HOME  ⁄  Ekonomi

Jadestone Energy Bidik Akuisisi Lapangan Migas Produksi, SKK Migas Ungkap Strategi Ekspansi di Indonesia

Oleh Leon Weldrick
SHARE   :

Jadestone Energy Bidik Akuisisi Lapangan Migas Produksi, SKK Migas Ungkap Strategi Ekspansi di Indonesia
Foto: Kepala Satuan Kerja Khusus Pelaksana Kegiatan Usaha Hulu Minyak dan Gas Bumi (SKK Migas) Djoko Siswanto dalam konferensi pers di Kantor Kementerian Transmigrasi Jakarta, Senin (4/5/2026). (sumber: ANTARA/Putu Indah Savitri)

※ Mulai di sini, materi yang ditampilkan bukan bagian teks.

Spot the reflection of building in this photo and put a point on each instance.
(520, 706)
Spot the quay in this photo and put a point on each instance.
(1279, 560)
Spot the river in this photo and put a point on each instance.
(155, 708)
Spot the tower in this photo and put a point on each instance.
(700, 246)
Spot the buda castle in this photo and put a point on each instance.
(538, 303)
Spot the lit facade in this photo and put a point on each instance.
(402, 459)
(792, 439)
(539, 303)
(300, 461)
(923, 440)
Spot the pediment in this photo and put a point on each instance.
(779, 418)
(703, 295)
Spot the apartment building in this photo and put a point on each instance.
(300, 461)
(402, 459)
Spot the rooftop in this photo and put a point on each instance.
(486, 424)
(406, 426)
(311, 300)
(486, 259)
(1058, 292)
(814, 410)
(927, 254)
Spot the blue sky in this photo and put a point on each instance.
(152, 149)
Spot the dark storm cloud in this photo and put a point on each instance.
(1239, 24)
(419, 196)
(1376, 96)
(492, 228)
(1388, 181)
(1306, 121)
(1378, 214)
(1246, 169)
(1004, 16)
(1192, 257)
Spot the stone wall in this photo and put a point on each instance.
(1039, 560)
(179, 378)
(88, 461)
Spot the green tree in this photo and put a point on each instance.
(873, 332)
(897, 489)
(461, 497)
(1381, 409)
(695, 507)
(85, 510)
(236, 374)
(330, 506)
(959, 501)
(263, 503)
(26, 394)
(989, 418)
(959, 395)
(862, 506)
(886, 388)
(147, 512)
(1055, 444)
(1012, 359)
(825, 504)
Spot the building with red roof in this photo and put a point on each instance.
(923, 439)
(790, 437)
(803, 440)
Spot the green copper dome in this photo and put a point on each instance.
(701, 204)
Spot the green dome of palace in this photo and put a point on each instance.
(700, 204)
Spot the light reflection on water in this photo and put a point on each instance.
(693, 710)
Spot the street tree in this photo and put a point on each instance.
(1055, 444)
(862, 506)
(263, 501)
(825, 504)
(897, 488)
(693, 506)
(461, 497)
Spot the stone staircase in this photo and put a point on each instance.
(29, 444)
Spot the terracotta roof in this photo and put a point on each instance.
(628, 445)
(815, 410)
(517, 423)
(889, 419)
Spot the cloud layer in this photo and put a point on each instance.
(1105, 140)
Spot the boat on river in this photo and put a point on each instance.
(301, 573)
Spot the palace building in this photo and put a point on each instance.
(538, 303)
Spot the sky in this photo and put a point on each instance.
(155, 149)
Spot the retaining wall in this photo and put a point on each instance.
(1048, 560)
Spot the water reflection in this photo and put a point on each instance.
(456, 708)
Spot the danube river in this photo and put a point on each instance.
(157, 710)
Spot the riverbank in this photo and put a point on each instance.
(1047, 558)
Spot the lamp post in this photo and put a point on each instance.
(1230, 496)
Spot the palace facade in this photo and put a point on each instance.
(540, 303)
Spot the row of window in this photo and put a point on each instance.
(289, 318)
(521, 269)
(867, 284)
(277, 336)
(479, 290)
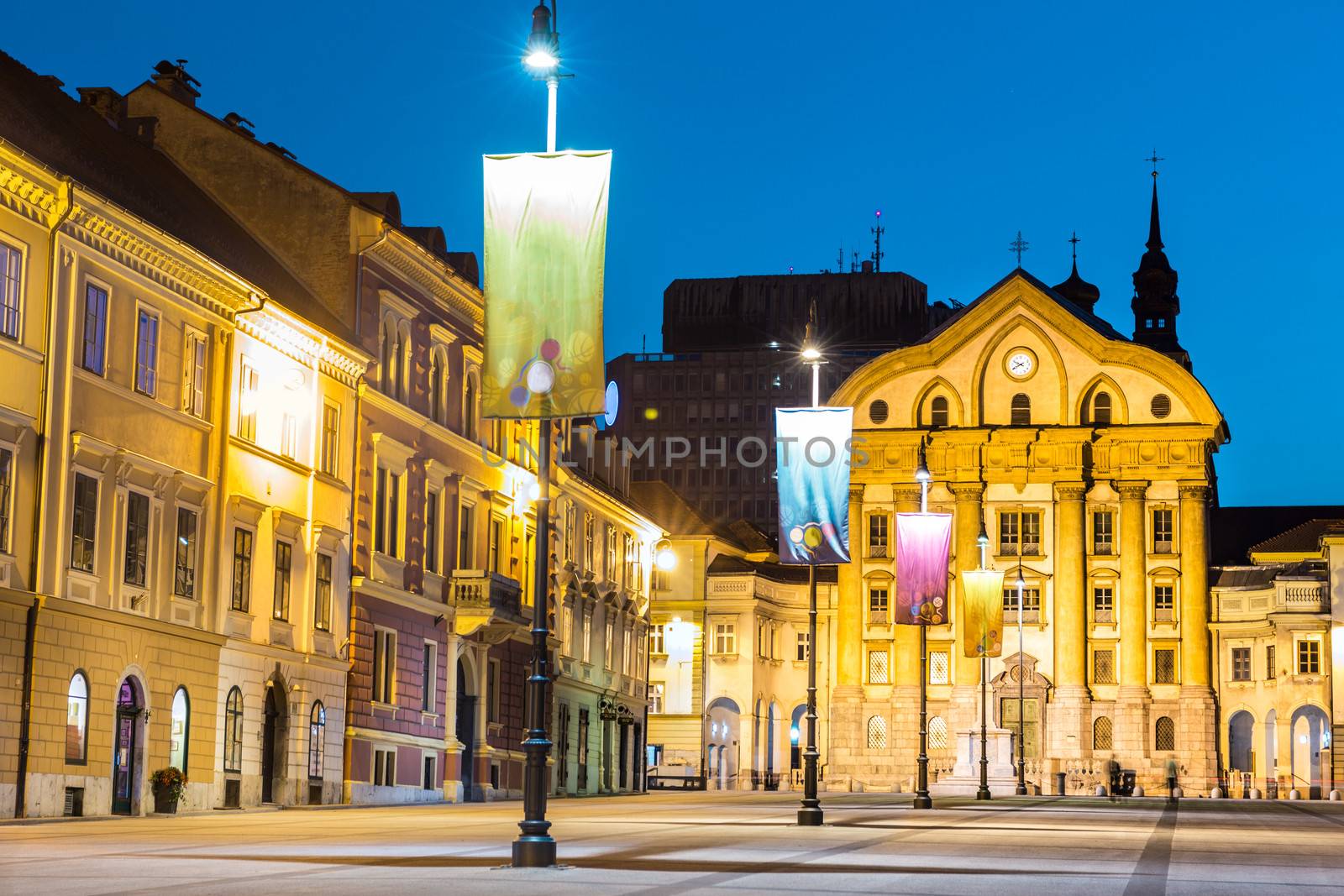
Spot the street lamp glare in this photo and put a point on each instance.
(542, 60)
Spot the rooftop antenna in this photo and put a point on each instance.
(877, 230)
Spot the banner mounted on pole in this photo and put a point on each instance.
(922, 544)
(983, 629)
(812, 465)
(544, 255)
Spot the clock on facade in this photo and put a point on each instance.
(1021, 364)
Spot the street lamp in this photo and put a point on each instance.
(535, 848)
(810, 813)
(1021, 700)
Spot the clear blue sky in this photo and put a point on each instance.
(754, 136)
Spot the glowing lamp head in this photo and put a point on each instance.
(663, 557)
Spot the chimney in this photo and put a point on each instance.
(174, 81)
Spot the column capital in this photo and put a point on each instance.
(1132, 490)
(1070, 490)
(967, 490)
(906, 493)
(1193, 490)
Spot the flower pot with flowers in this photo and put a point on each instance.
(170, 785)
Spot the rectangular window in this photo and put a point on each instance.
(147, 352)
(284, 564)
(242, 570)
(496, 544)
(878, 606)
(331, 439)
(1164, 604)
(940, 668)
(323, 594)
(194, 375)
(1030, 605)
(432, 532)
(248, 387)
(878, 667)
(6, 492)
(289, 437)
(385, 664)
(1104, 542)
(1241, 664)
(84, 523)
(467, 537)
(725, 638)
(11, 261)
(1162, 531)
(1104, 604)
(878, 535)
(185, 555)
(1308, 658)
(138, 537)
(428, 678)
(385, 768)
(94, 355)
(1104, 667)
(1164, 667)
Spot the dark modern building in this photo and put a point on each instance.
(732, 356)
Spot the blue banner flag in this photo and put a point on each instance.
(812, 463)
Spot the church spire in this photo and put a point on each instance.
(1156, 304)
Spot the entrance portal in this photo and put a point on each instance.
(125, 768)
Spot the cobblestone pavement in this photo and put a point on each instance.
(669, 844)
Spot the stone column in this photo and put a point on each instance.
(964, 711)
(905, 698)
(1070, 710)
(1132, 700)
(1195, 735)
(847, 735)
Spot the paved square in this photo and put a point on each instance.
(671, 844)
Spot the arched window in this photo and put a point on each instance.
(877, 732)
(179, 731)
(316, 739)
(1164, 734)
(77, 719)
(938, 411)
(1102, 734)
(470, 407)
(234, 731)
(1101, 409)
(937, 734)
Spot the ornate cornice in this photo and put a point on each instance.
(433, 275)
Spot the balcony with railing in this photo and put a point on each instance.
(481, 598)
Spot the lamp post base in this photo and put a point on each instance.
(534, 852)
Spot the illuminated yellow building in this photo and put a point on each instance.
(1088, 457)
(161, 394)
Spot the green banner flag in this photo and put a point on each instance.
(544, 253)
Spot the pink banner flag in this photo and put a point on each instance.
(922, 543)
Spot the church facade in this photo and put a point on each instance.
(1088, 458)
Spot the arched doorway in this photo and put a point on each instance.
(725, 720)
(1241, 743)
(465, 732)
(125, 750)
(273, 738)
(1310, 726)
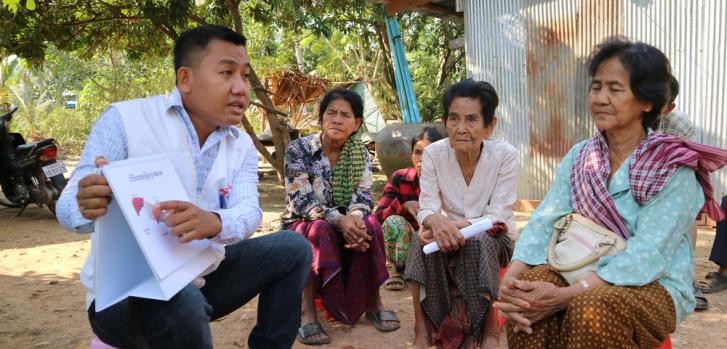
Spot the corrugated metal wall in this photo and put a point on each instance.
(534, 53)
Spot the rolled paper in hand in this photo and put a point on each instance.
(469, 231)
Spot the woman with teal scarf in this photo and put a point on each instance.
(328, 180)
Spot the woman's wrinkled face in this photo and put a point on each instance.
(465, 124)
(338, 121)
(611, 102)
(416, 154)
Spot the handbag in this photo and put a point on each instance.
(576, 245)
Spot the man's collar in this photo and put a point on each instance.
(175, 101)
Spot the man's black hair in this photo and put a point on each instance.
(192, 41)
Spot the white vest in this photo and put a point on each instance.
(153, 128)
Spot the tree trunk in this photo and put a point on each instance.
(278, 127)
(281, 136)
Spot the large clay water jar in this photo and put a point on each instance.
(393, 144)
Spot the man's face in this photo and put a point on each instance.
(216, 90)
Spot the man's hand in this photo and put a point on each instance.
(186, 221)
(411, 207)
(354, 232)
(94, 193)
(425, 236)
(446, 232)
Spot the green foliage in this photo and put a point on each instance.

Pantau - Kepala SKK Migas Djoko Siswanto mengungkapkan Jadestone Energy tertarik melakukan farm in pada lapangan migas yang sudah berproduksi di Indonesia sebagai bagian dari strategi ekspansi perusahaan tersebut.

Djoko menyatakan bahwa minat Jadestone difokuskan pada aset yang telah menghasilkan, bukan eksplorasi baru.

"(Tertarik) untuk farm in ke lapangan-lapangan yang sudah produksi. Untuk eksplorasi baru, belum," ungkapnya.

Ia menjelaskan bahwa farm in merupakan skema masuknya perusahaan ke wilayah kerja migas dengan membeli sebagian kepemilikan dari perusahaan yang telah lebih dulu mengelola blok tersebut.

Djoko menambahkan hingga saat ini Jadestone Energy masih mengevaluasi sejumlah aset yang berpotensi menjadi target akuisisi.

"Lagi dievaluasi sama dia," ujarnya.

Fokus Akuisisi dan Kemitraan Strategis

Country Manager Jadestone Energy Indonesia Andi Iwan Uzamah menyampaikan bahwa perusahaan secara aktif membidik peluang akuisisi dan kemitraan di sektor hulu migas.

Ia menegaskan fokus utama perusahaan adalah aset yang telah memasuki tahap pengembangan atau produksi agar dapat segera dioptimalkan.

"Fokus kami adalah aset yang sudah di tahap development atau produksi agar dapat segera dioptimalkan. Kami juga membuka peluang kerja sama strategis, baik melalui kemitraan maupun akuisisi, termasuk untuk aset-aset yang belum tergarap optimal (stranded assets)," ungkapnya.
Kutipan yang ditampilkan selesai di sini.